Homeopathic Dilution Delusion

My first introduction to homeopathy was at a summer camp when I was a kid. This wasn't a normal summer camp. It was a vegan, granola munching, Birkenstock wearing, tie-dyed, folk dancing, hippy camp. How I ended up there involves my ex-boyfriend getting me a summer job at the camp. I worked in the kitchen making vegan food and homemade granola. Learning how to cook for 350 people at a time was fun, I have to admit.

One of the counselors was big into natural healing and explained homeopathy to me. She had all kinds of remedies in little bottles. She would put a drop of this or that in her mouth. I thought it was weird. Then again, I thought Cheryl was weird. And that's saying something considering the entire summer camp was straight out of the musical Hair.

Maybe because Cheryl introduced it to me, I've always viewed homeopathy as flaky. I didn't bother learning more until I got sick. There's something about the word incurable that sets my teeth on edge. Incurable and hopeless are synonyms in my thesaurus. It's hard not to let them become synonyms in my life. I fight harder than words can say to keep that from happening to me.

Western medicine has no cures for muscular dystrophy or type 1 diabetes. I would like to stop giving myself shots of insulin. I'd much rather drop magic water in my mouth. Insulin is expensive. Wouldn't it be great if we could dilute it and make it last longer? Maybe we could even make it more powerful.

The founder of homeopathy, Samuel Hahnemann (1755 - 1843) believed that the process of succussion activated the "vital energy" of the diluted substance,[1] and that successive dilutions increased the "potency" of the remedy.

We can also assume that Samuel Hahnemann had never heard of antibiotics, or insulin, or chemotherapy, or anesthesia. So, we can forgive his ignorance. Cheryl the hippy camp counselor has no excuse.

The idea that successive dilutions increase the potency of the remedy makes no sense. Take two aspirin and crush them into powder. Put the powder in a swimming pool. Pull out an eye dropper full of water from the pool, and put that in another swimming pool. Then repeat the process. Diluting eyedroppers full of water, again, and again 60 times. And poof! You have super charged, extra powerful, homeopathic headache banishing medication.

Or, maybe you have an eye dropper full of water.

Maybe it's how they shake the remedy that makes it work. Shaking can make a huge difference. Insulin N is cloudy when shaken. It looks like milk. Rolling the vial in your palms mixes the insulin so it can be used. That kind of mixing is lifesaving. A unit of insulin (1/100th of a cc) dropped in a five gallon bucket of water, does not make the diluted insulin more powerful. Any kindergartener could do an example with one drop of food coloring in a bucket of water. After enough dilutions, no color remains. No medicine remains, either.

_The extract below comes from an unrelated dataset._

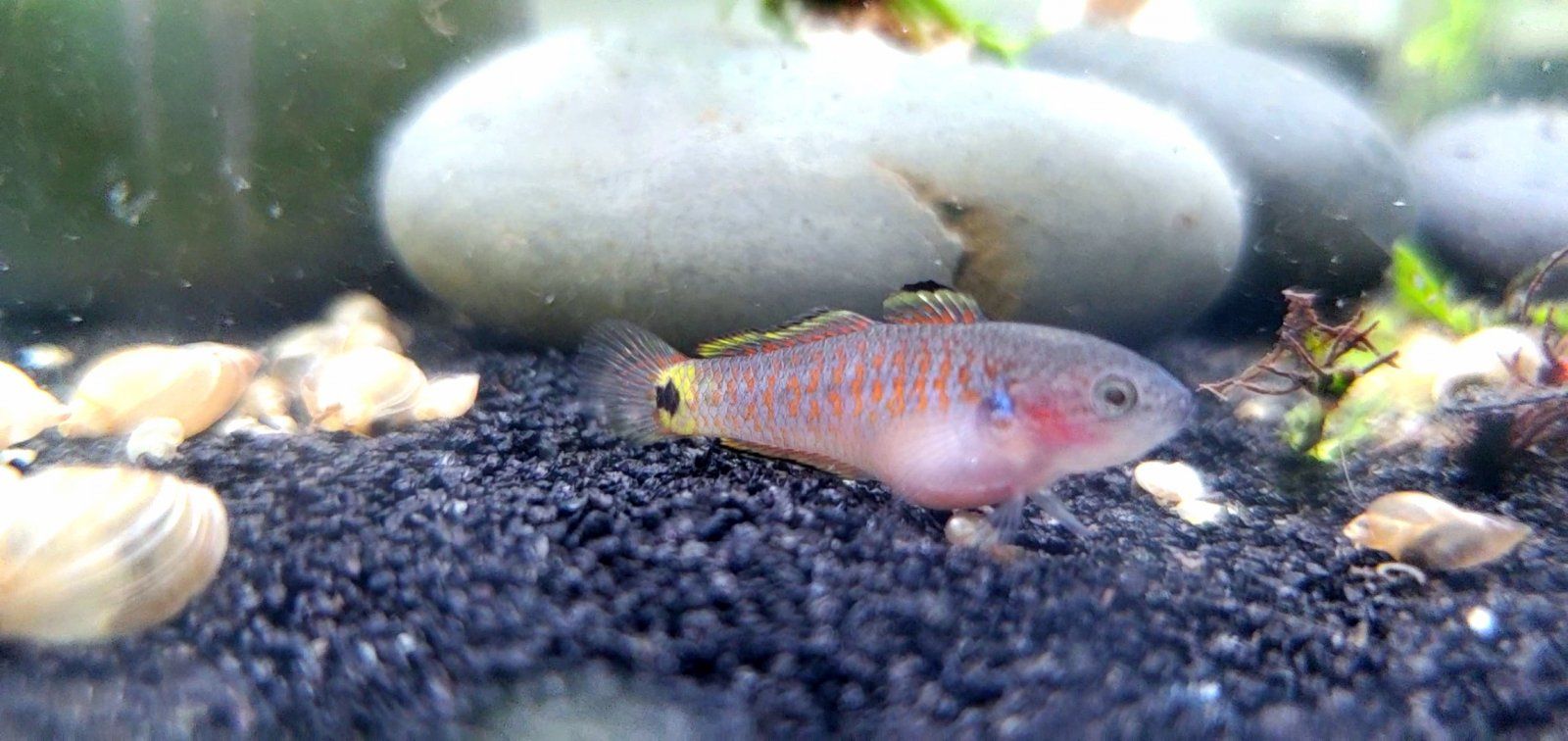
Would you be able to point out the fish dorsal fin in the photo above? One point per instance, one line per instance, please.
(811, 326)
(830, 465)
(932, 303)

Homeopathy should have disappeared a hundred years ago, but it's still around. People like kooky Cheryl are still buying water in fancy bottles. They're still claiming that western medicine is evil. To me, what's evil is selling water and calling it medicine.

How about we force companies to put a label on homeopathic remedies that says in bold red letters, "THIS IS WATER AND NOT MEDICINE. PUT YOUR MONEY BACK IN YOUR WALLET." Maybe that would be a good place to start. But, then again Cheryl would chant over the bottle, and wave incense in clockwise circles, and play a finger cymbals. Ding! Now it's medicine. Good luck with that, Cheryl.

Stupid. More incurable than diabetes.